Andrew J. Beattie and David C. Culver of Northwestern University call this survival strategy ''inhumation'' - a term which also covers passage of seeds through the gut of birds, bats, and other mammals. Reporting on their research in Nature this past summer, they suggest that ''the inclusion of major and abundant invertebrate groups . . . may make the process of inhumation far more important than previously supposed.''

Seeds that make themselves attractive to ants tend to have nutritious outer coverings. Ants take such seeds home, eat this covering, and abandon the still viable seed in an old gallery or refuse pile. This removes the seed from the surface, where some animal might eat it, and places it in a nutritious and protected environment. Messrs. Beattie and Culver find that such seeds are more likely to produce vigorous seedlings than those that sprout from the surface.

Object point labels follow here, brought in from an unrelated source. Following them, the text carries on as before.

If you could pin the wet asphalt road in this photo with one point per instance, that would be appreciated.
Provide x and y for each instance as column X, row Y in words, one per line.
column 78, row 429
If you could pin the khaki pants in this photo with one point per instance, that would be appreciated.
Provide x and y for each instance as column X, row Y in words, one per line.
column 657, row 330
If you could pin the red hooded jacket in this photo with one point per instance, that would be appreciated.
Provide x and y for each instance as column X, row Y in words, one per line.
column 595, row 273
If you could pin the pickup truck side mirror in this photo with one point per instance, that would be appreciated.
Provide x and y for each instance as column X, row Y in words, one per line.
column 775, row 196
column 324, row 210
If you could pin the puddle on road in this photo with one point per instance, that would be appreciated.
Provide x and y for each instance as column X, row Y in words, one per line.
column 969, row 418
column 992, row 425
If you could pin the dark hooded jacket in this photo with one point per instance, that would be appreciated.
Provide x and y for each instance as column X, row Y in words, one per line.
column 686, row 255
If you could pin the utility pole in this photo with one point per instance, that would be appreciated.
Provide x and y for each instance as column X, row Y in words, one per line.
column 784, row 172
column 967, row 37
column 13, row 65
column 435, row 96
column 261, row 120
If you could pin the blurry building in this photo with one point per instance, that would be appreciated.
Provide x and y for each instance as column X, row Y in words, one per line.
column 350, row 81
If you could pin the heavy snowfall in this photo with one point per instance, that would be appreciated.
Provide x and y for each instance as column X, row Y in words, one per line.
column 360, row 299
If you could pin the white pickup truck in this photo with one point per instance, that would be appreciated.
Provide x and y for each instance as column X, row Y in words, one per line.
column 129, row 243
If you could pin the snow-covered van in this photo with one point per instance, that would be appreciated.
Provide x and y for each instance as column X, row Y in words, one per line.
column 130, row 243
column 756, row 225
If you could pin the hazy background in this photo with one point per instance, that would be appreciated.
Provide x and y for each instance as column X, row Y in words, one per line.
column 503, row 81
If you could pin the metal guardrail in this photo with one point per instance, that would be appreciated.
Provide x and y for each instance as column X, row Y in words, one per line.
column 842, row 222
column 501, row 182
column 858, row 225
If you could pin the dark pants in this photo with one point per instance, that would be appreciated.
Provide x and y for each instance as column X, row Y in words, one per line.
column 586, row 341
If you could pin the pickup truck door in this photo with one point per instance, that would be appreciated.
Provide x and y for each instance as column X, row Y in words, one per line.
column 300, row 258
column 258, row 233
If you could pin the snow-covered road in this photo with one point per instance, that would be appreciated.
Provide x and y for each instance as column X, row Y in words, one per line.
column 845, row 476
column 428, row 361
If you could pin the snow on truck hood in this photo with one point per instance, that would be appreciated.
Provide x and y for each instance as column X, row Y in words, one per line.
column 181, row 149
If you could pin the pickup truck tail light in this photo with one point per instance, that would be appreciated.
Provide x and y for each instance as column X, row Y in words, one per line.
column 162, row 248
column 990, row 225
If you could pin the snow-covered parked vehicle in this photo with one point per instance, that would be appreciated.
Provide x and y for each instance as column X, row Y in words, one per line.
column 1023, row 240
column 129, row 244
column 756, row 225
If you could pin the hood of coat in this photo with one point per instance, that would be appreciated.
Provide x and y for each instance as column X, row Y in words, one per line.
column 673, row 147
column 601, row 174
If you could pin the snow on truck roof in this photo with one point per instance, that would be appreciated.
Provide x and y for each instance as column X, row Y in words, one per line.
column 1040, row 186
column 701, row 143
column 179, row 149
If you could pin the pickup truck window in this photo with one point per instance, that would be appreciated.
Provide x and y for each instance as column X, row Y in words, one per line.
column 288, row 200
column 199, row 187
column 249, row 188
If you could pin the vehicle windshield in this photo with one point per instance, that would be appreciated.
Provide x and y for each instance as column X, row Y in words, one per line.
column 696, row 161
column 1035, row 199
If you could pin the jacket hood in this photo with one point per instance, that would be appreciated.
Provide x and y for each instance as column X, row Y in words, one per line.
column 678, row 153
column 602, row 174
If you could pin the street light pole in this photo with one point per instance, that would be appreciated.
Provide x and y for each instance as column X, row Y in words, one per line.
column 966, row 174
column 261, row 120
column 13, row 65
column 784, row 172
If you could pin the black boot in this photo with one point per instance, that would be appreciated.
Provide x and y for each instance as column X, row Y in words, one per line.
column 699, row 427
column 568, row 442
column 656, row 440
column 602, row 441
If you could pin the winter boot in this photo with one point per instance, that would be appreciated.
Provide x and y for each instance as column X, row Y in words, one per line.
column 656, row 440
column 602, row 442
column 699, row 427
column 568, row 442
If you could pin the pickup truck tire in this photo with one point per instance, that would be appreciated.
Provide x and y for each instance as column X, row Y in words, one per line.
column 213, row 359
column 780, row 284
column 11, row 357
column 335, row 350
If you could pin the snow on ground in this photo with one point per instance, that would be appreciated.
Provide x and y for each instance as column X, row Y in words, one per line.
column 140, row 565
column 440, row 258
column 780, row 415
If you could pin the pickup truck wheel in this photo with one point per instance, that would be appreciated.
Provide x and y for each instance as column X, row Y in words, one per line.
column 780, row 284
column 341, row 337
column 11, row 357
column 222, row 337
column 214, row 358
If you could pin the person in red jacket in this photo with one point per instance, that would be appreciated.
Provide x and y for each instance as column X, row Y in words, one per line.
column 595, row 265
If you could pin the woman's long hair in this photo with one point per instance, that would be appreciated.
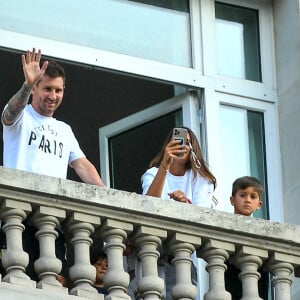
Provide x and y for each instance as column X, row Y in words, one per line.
column 203, row 170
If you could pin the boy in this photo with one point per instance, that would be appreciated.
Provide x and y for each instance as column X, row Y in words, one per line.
column 246, row 198
column 99, row 261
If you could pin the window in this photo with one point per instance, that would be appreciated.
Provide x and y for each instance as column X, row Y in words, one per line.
column 238, row 47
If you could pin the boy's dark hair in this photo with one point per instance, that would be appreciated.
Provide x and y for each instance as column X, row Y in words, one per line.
column 55, row 70
column 245, row 182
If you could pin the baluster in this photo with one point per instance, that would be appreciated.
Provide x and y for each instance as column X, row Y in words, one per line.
column 15, row 260
column 82, row 273
column 116, row 280
column 147, row 240
column 248, row 260
column 281, row 267
column 182, row 247
column 215, row 253
column 47, row 267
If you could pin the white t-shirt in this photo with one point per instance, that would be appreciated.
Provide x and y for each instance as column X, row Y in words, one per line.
column 199, row 190
column 39, row 144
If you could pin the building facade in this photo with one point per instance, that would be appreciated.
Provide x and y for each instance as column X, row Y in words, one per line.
column 227, row 69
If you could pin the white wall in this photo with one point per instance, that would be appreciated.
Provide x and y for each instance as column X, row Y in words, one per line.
column 287, row 38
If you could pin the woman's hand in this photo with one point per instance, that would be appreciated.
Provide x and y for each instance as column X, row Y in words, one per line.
column 179, row 196
column 31, row 67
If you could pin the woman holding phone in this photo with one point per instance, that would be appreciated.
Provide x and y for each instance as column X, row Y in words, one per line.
column 179, row 171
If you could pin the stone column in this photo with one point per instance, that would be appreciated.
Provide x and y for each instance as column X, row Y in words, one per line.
column 248, row 260
column 15, row 260
column 82, row 273
column 215, row 253
column 147, row 240
column 116, row 280
column 181, row 247
column 281, row 266
column 47, row 267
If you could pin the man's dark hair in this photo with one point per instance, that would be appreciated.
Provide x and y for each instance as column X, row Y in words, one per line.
column 247, row 181
column 55, row 70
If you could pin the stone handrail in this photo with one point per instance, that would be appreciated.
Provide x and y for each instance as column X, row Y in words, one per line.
column 152, row 225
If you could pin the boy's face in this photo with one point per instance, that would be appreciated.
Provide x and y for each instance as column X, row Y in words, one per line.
column 246, row 201
column 101, row 266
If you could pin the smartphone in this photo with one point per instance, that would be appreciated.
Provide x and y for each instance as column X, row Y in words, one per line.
column 180, row 134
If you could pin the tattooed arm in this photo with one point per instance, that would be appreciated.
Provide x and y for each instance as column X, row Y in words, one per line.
column 33, row 73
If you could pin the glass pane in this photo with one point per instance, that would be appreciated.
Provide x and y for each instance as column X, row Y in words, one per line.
column 120, row 26
column 237, row 36
column 257, row 156
column 243, row 151
column 131, row 151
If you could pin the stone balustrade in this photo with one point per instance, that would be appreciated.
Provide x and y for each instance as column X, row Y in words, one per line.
column 153, row 226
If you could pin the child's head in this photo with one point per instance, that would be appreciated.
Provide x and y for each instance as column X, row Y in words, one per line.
column 99, row 261
column 246, row 195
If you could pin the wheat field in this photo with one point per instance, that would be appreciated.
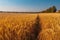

Thus inhumation not only enhances seed survival, but helps ensure that seeds will be planted in environments that are relatively rich in such critical plant nutrients as phosphorus, potassium, and nitrogen, the two scientists say.

Here is a seed survival strategy that, while previously known, may be far more important than has been suspected. Along with the sophisticated aerodynamics of pine cones, it shows that plants still have many secrets to be discovered and amaze us.